You may remember that two years ago, I presented a synopsis of Simon Sinek‘s best-seller, Leaders Eat Last: Why Some Teams Pull Together and Others Don’t (New York: Portfolio, 2014) . He is described as an optimist, and touts inspiration as his key deliverable in business. Sinek’s TED talk, “How Great Leaders Inspire Action,” is the third most-watched of all time, with nearly 29 million views. You can watch it by clicking HERE.
So, this weekend, his newest book released on September 13, has already cracked the business best-seller list. The book debuted at # 5, published by the Wall Street Journal (October 1-2, p. C16). It is entitled Together is Better: A Little Book of Inspiration (New York: Portfolio, 2016).
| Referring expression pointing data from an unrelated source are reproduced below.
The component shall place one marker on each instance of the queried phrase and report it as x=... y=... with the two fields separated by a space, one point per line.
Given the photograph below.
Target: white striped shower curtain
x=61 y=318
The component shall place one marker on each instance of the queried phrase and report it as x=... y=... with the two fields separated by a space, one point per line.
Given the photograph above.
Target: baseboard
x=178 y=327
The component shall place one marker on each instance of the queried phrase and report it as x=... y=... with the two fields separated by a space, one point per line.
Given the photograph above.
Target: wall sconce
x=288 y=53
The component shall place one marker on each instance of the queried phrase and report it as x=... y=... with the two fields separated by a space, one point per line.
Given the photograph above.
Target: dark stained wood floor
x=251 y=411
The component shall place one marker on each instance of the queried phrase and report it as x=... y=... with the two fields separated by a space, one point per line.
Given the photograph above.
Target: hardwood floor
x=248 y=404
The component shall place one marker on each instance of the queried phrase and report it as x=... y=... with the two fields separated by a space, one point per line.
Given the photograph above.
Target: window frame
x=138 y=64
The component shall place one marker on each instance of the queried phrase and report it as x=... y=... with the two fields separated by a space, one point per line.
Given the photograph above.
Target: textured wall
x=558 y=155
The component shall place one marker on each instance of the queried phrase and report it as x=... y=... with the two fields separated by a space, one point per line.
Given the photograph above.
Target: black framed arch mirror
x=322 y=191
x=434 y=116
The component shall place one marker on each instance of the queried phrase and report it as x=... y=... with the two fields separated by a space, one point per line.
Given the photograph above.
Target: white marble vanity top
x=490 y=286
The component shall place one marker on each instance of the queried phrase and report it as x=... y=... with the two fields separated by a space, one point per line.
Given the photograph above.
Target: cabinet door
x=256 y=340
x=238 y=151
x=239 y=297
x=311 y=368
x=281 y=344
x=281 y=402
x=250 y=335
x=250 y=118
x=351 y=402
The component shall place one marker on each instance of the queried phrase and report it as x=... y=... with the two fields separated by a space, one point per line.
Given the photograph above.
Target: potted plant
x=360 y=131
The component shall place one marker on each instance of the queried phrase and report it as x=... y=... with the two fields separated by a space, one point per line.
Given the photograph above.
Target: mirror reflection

The book is already in the top 20 in three different business book categories according to Amazon.com. Here is how that site describes the book:
“Life is a series of choices. Do we go left or right? Jump forward or hold back?
“Sometimes our choices work out for the better…and sometimes they don’t. But there is one choice, regardless of every other decision, that profoundly affects how we feel about our journey: Do we go alone or do we go together?
“It is the courageous few who ask for help. It is the giving few willing to help others. We can all find the courage we need and know the joy of service – the minute we learn that together is better.
“Filled with inspiring quotes, this richly illustrated fable tells a delightful story of three kids who go on a journey to a new playground and take a stand for what they believe. The story is a metaphor for anyone looking to make a change or wondering how to pursue their dreams. And the message is simple: relationships – real, human relationships – really, really matter. The stronger our relationships, the stronger the bonds of trust and cooperation, the more we can accomplish and the more joy and fulfillment we get from our work and personal lives.
“The three heroes are archetypes who represent us all at various points in our lives. Their main challenge is the same one we face every day: How can we find the things we’re looking for? According to Sinek, if we each do our part to help advance a shared vision, we can build the world we imagine.
“In addition to the story itself, Sinek shares such profound lessons as:
· A team is not a group of people that work together. A team is a group of people that trust each other.
· Fight against something and we focus on the thing we hate. Fight for something and we focus on the thing we love.
· Working hard for something we don’t care about is called stress. Working hard for something we love is called passion.
· A star wants to see himself rise to the top. A leader wants to see those around him become stars.
“This book was designed to be given as a gift to someone you want to inspire, or to say thank you to someone who inspires you.”
We will wait and see if this becomes a book that we present at our First Friday Book Synopsis. As of this writing, it is not yet on the New York Times business best-seller list. And, I don’t like books that are based upon fables.